More About the Author
Cameron Stracher was born and raised in Roslyn, Long Island. At a young age, he wanted to be a writer, and had his first play produced while an undergraduate at Amherst College. After college, he retreated to Woods Hole, Massachusetts, where he tried to write the Great American Novel. Failing miserably, he enrolled at Harvard Law School, where he still managed to take a writing workshop from Mary Robison at Harvard College. He returned to Woods Hole after earning his J.D. degree, and was the only waiter at the Coonamessett Inn who was also admitted to the New York State bar. Finally, succumbing to parental and financial pressure, he got a real job at Covington & Burling in Washington, D.C., where he lasted for one year before fleeing for the Writers' Workshop at the University of Iowa.

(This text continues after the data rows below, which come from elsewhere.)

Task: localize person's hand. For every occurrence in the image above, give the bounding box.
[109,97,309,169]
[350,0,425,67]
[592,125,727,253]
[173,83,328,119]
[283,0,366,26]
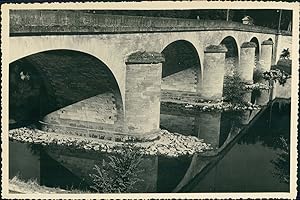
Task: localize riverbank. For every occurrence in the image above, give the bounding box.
[8,176,83,194]
[9,127,213,157]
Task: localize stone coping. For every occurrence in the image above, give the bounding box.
[241,42,257,48]
[261,40,274,45]
[204,45,228,53]
[9,9,292,36]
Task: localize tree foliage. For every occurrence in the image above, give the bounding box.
[90,144,142,193]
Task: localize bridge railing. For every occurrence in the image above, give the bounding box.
[10,10,291,35]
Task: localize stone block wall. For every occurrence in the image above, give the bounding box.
[161,67,198,92]
[40,93,123,140]
[125,64,162,134]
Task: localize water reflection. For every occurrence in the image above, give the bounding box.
[9,99,290,192]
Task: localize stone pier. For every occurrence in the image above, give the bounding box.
[256,40,273,105]
[198,45,227,100]
[195,112,221,149]
[124,52,164,138]
[237,42,256,84]
[258,40,273,72]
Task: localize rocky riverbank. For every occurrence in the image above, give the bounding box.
[8,176,83,194]
[9,127,212,157]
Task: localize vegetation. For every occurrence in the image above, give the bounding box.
[271,136,290,184]
[8,176,84,194]
[263,69,290,85]
[280,48,291,59]
[90,144,142,193]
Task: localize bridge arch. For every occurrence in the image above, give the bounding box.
[9,49,124,130]
[220,36,240,76]
[161,39,202,92]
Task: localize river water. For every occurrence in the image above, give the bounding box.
[9,99,290,192]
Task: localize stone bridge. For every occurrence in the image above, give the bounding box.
[9,10,292,139]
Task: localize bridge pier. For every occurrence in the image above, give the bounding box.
[259,40,273,72]
[124,52,164,139]
[195,112,221,149]
[256,40,273,105]
[198,45,227,100]
[238,42,256,84]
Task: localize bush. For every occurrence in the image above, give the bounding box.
[90,145,142,193]
[280,48,291,59]
[223,74,246,104]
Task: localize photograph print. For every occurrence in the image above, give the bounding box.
[1,2,299,198]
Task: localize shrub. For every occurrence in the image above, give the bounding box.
[280,48,291,59]
[223,74,246,104]
[90,144,142,193]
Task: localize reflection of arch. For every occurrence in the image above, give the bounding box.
[220,36,239,75]
[162,40,200,77]
[10,49,123,125]
[250,37,260,65]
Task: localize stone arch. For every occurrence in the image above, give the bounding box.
[268,38,276,65]
[250,37,260,66]
[161,40,201,92]
[9,49,123,130]
[220,36,239,76]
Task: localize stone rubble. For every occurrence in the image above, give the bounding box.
[9,127,213,157]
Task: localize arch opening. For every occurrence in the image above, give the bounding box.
[220,36,239,76]
[9,49,123,130]
[161,40,201,92]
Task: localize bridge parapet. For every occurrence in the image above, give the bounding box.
[10,10,291,36]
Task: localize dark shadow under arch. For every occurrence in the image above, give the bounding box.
[220,36,239,59]
[220,36,239,76]
[250,37,259,59]
[268,38,276,65]
[162,40,201,77]
[9,49,123,127]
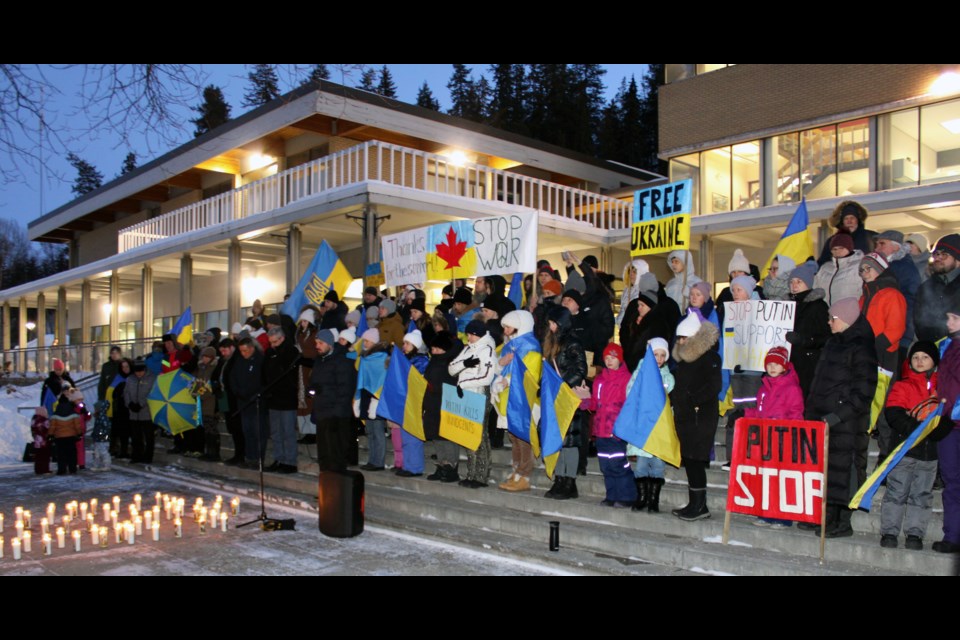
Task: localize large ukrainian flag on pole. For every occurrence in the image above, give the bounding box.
[760,200,813,279]
[377,346,427,440]
[280,240,353,320]
[613,345,680,467]
[531,366,580,479]
[849,402,944,511]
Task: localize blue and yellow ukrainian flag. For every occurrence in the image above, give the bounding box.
[377,345,427,440]
[280,240,353,319]
[613,345,680,467]
[760,200,813,280]
[170,307,193,345]
[849,402,944,511]
[531,366,580,479]
[427,220,477,280]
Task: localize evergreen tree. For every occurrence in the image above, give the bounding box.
[243,64,280,108]
[357,69,377,93]
[376,65,397,99]
[190,84,230,138]
[120,151,137,176]
[67,152,103,196]
[417,80,440,111]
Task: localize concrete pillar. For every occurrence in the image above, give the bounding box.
[110,271,120,342]
[287,224,303,293]
[37,291,47,373]
[140,264,153,338]
[55,287,67,347]
[180,253,193,311]
[227,238,243,326]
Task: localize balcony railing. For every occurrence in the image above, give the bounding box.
[119,141,632,253]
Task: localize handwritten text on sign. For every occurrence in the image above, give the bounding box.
[727,418,826,522]
[723,300,797,371]
[630,180,693,256]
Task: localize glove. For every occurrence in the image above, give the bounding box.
[821,413,840,429]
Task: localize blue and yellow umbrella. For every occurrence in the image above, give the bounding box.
[147,369,198,435]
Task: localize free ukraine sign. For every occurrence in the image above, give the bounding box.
[630,179,693,256]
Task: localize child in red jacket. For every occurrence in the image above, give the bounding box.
[580,344,637,509]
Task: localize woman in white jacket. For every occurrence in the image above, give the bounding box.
[449,320,498,489]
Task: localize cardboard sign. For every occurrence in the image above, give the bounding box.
[727,418,826,524]
[440,384,487,451]
[630,180,693,256]
[723,300,797,371]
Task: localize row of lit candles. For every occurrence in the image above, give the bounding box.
[0,493,240,560]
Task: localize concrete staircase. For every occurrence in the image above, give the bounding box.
[144,428,956,575]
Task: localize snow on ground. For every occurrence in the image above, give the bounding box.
[0,382,43,464]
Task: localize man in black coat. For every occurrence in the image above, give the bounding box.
[310,329,357,471]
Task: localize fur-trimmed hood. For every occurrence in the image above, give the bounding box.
[673,322,720,362]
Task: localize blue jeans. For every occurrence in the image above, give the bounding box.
[365,420,387,467]
[270,409,297,467]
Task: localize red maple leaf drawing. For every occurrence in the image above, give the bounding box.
[437,226,467,269]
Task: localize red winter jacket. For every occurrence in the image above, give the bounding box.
[580,364,630,438]
[744,362,803,420]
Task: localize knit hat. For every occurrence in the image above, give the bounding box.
[603,342,623,362]
[933,233,960,260]
[380,298,397,316]
[830,232,853,252]
[647,338,670,356]
[727,249,750,273]
[877,229,903,245]
[907,340,940,368]
[463,320,487,338]
[543,280,563,298]
[730,276,757,293]
[790,260,817,289]
[904,233,930,253]
[830,298,860,325]
[316,329,337,347]
[860,253,890,273]
[677,313,701,338]
[763,347,790,369]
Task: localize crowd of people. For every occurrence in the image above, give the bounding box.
[35,201,960,552]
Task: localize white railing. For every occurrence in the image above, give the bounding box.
[119,141,632,253]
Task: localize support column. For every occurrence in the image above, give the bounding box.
[37,291,47,373]
[54,287,67,349]
[227,238,243,326]
[110,271,120,342]
[77,280,93,371]
[287,224,303,293]
[180,253,193,311]
[140,264,153,338]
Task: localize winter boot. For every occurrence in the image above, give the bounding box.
[647,478,664,513]
[675,488,710,522]
[630,478,650,511]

He spent four years in Iowa City, studying under Frank Conroy, James Salter, Marilynne Robinson, Meg Wolitzer, and Deborah Eisenberg. More important, he met his wife, Christine Pakkala, a poet, while she was serving cheese samples at the food co-op. After Christine graduated, the couple moved to New York City where Cameron practiced law at Friedman & Kaplan, and then became in-house counsel at CBS, handling libel, privacy, copyright and other claims for the network. One of the highlights of his career during those years was getting Dan Rather out of jury duty.

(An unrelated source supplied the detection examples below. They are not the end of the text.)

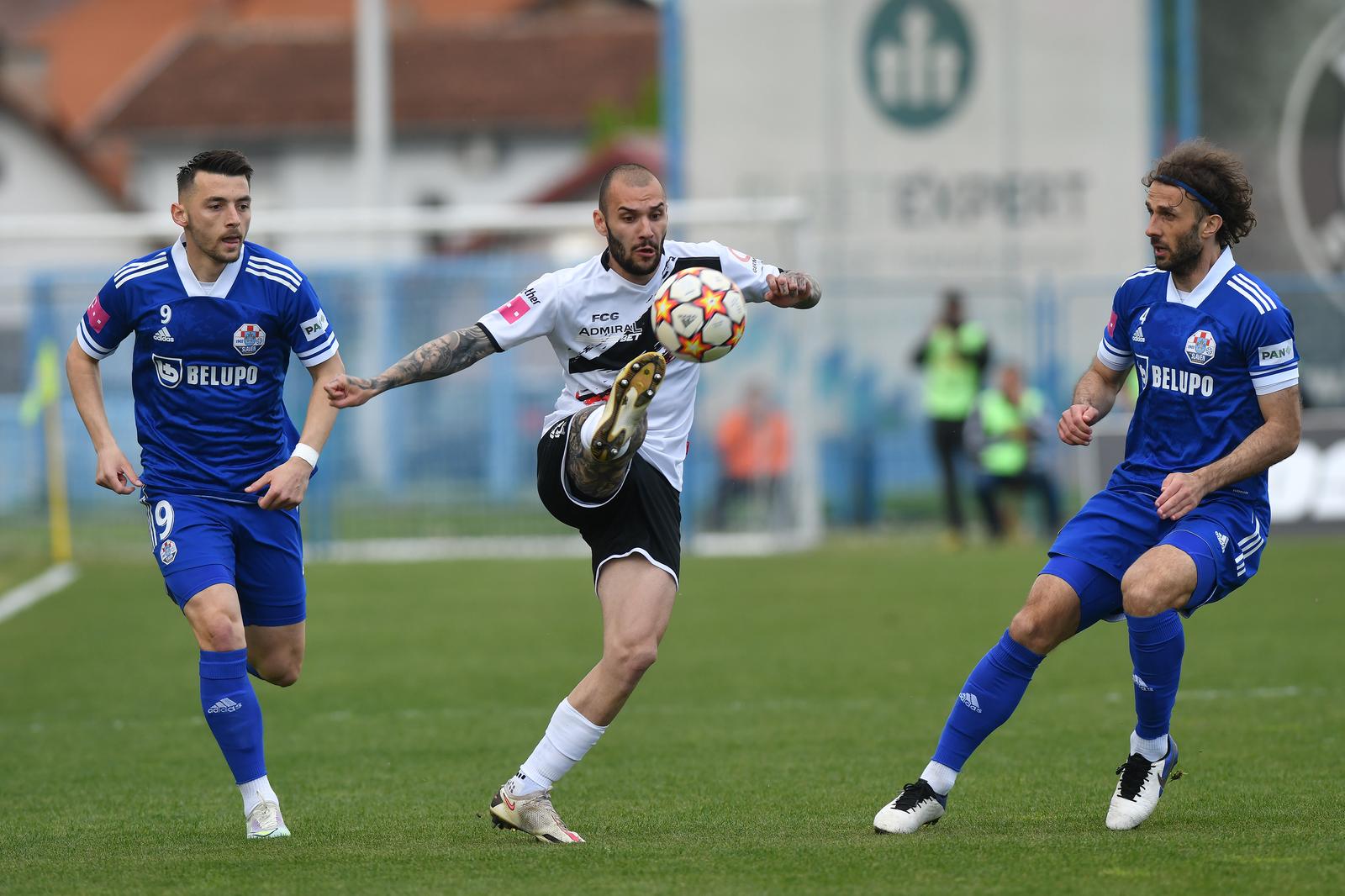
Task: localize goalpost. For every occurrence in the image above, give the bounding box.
[0,198,822,561]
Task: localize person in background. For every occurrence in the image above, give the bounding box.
[967,365,1060,540]
[710,383,791,529]
[915,289,990,544]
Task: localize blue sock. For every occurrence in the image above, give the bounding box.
[933,631,1045,771]
[1126,609,1186,740]
[200,648,266,784]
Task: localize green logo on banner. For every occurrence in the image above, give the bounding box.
[863,0,973,128]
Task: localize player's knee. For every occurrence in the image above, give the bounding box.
[197,612,245,651]
[266,666,298,688]
[609,640,659,678]
[257,656,304,688]
[1121,567,1173,616]
[1009,607,1063,655]
[1009,589,1079,656]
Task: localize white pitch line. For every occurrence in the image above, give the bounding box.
[0,564,79,623]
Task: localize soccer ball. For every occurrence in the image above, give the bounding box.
[650,268,748,363]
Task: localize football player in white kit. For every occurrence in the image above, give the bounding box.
[327,164,822,844]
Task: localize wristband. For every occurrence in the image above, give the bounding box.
[291,443,318,468]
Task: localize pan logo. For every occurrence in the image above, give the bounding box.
[1279,12,1345,307]
[862,0,975,128]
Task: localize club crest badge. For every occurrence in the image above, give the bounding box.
[1186,329,1217,365]
[234,324,266,358]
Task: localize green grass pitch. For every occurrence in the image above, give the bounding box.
[0,538,1345,896]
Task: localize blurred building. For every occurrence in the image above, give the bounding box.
[0,0,662,258]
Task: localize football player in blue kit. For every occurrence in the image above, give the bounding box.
[873,140,1300,834]
[66,150,345,838]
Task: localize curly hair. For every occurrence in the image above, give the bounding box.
[1141,137,1256,248]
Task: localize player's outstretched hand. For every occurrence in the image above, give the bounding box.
[1154,472,1205,519]
[92,445,144,495]
[765,271,812,308]
[323,374,378,408]
[244,457,314,510]
[1056,405,1098,445]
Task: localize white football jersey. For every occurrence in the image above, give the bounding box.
[477,240,780,491]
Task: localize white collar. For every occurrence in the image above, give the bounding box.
[1168,246,1237,308]
[171,235,247,298]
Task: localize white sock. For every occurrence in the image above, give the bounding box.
[1130,732,1168,763]
[238,775,280,815]
[920,759,957,797]
[580,406,630,457]
[514,699,607,795]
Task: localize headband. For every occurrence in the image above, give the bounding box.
[1154,175,1222,217]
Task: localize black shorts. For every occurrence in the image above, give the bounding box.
[536,416,682,582]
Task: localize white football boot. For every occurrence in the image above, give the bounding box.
[589,351,667,463]
[247,799,289,840]
[1107,735,1181,830]
[873,777,948,834]
[491,777,583,844]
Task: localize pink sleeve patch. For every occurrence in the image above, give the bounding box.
[498,296,533,323]
[85,296,110,332]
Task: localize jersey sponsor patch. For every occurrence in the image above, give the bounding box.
[1256,339,1294,367]
[496,293,533,323]
[298,308,327,342]
[234,324,266,358]
[150,356,182,389]
[85,296,112,332]
[1186,329,1217,365]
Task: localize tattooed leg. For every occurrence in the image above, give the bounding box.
[565,406,648,500]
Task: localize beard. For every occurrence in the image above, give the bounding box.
[1154,220,1201,276]
[183,220,247,265]
[607,230,663,277]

Cameron won a fiction fellowship from the New York Foundation for the Arts in 1994, and his first novel, The Laws of Return, was published by William Morrow in 1996. His non-fiction account of his life as a law firm associate, Double Billing: A Young Lawyer's Tale of Greed, Sex, Lies, and a Swivel Chair, was also published by Morrow in 1998. He left CBS in 1999 and joined the media law firm Levine Sullivan Koch & Schulz, where he became partner and helped open the New York office. In 2001, he began teaching at New York Law School, and eventually became the Publisher of the Law Review and the Co-Director of the school's new Program in Law & Journalism. His second book of non-fiction, Dinner with Dad: How I Found My Way Back to the Family Table, was published by Random House in 2007. It has recently been optioned for television by 3Arts Entertainment. In 2010 Cameron left New York Law School to spend more time writing and with his family. In 2011, Sourcebooks published his first YA novel, the dystopian thriller The Water Wars.

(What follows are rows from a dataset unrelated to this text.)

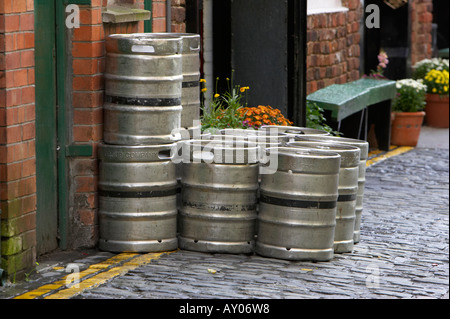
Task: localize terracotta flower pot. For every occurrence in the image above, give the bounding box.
[391,112,425,146]
[425,94,449,128]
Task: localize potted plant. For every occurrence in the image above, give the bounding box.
[424,69,449,128]
[200,73,292,132]
[413,58,449,127]
[391,79,427,146]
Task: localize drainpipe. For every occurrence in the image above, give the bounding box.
[0,209,6,287]
[166,0,172,32]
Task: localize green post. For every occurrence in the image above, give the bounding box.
[0,208,6,286]
[144,0,153,32]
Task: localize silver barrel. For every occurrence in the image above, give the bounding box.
[148,33,201,138]
[287,141,361,253]
[179,140,258,253]
[99,144,178,252]
[295,135,369,244]
[255,147,341,261]
[104,33,183,145]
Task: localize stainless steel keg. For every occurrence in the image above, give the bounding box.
[259,125,330,137]
[287,141,361,253]
[255,147,341,261]
[104,33,183,145]
[98,144,178,252]
[294,135,369,244]
[179,140,259,253]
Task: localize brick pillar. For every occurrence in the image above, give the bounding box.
[306,0,362,94]
[0,0,36,278]
[410,0,433,65]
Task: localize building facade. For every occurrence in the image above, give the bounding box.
[0,0,432,279]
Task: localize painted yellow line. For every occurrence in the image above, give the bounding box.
[366,146,414,167]
[45,252,172,299]
[14,253,138,299]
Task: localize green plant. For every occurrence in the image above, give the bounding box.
[200,71,250,131]
[238,105,292,129]
[412,58,449,79]
[392,79,427,112]
[306,101,342,136]
[424,69,448,95]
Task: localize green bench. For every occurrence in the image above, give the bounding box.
[307,78,396,150]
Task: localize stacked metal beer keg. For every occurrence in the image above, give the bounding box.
[98,33,368,261]
[99,33,200,252]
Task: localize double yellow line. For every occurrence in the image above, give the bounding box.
[13,252,172,299]
[366,145,414,167]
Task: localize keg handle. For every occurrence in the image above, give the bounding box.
[158,149,172,160]
[131,44,155,53]
[189,42,200,52]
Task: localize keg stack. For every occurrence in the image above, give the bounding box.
[98,33,200,252]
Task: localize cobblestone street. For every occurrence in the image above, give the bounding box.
[70,149,449,299]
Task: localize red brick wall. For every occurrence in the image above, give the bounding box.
[0,0,36,274]
[410,0,433,65]
[306,0,363,94]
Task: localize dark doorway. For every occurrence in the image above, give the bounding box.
[363,0,411,80]
[207,0,306,126]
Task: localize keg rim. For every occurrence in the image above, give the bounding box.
[108,33,180,40]
[286,140,361,153]
[259,125,330,136]
[266,146,341,158]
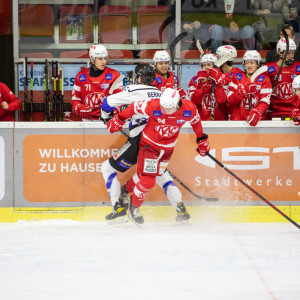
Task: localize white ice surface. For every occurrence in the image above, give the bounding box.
[0,220,300,300]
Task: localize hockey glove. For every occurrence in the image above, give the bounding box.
[197,70,208,85]
[106,114,125,133]
[197,133,210,156]
[74,104,92,119]
[208,68,226,85]
[239,81,257,97]
[100,109,114,125]
[292,108,300,125]
[247,108,262,126]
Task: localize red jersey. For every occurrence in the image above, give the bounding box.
[266,62,300,119]
[152,72,178,92]
[71,67,123,120]
[188,74,227,121]
[227,71,272,121]
[0,82,20,121]
[119,99,203,150]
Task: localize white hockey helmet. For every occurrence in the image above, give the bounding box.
[153,50,170,64]
[216,45,237,61]
[200,54,217,64]
[292,75,300,90]
[276,38,297,52]
[160,88,180,108]
[243,50,261,65]
[89,45,108,60]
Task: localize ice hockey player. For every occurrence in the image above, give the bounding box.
[227,50,272,126]
[71,45,123,121]
[188,54,227,121]
[0,82,20,121]
[101,64,190,224]
[292,75,300,125]
[107,88,209,224]
[153,50,187,99]
[266,38,300,119]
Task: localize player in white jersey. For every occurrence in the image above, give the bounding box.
[101,64,190,224]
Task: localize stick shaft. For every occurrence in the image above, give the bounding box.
[206,152,300,229]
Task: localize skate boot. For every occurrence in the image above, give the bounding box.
[119,184,130,210]
[176,202,191,222]
[128,201,144,226]
[105,202,128,224]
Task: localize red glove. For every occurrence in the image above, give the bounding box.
[208,68,226,85]
[74,104,92,119]
[106,114,125,133]
[197,133,210,156]
[292,108,300,125]
[197,70,208,85]
[177,88,187,100]
[239,81,257,96]
[247,108,262,126]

At present, he is Of Counsel to Levine Sullivan Koch & Schulz, and has his own media law practice where he counsels clients like Hybrid Films, producer of the hit TV series Dog the Bounty Hunter, and provides litigation and transactional advice to other independent film, TV, and entertainment companies. He also handles all pre-publication review for Star and OK! magazines and all litigation for American Media publications, including the National Enquirer.
In addition to his books, Cameron has written for The New York Times, The New York Times Magazine, The Wall Street Journal, and many other publications. He is an avid runner and his non-fiction book about the running boom, The Kings of the Road, will be published by Houghton Mifflin in April 2013. He lives in Westport, Connecticut, with his wife, two children, and two dogs.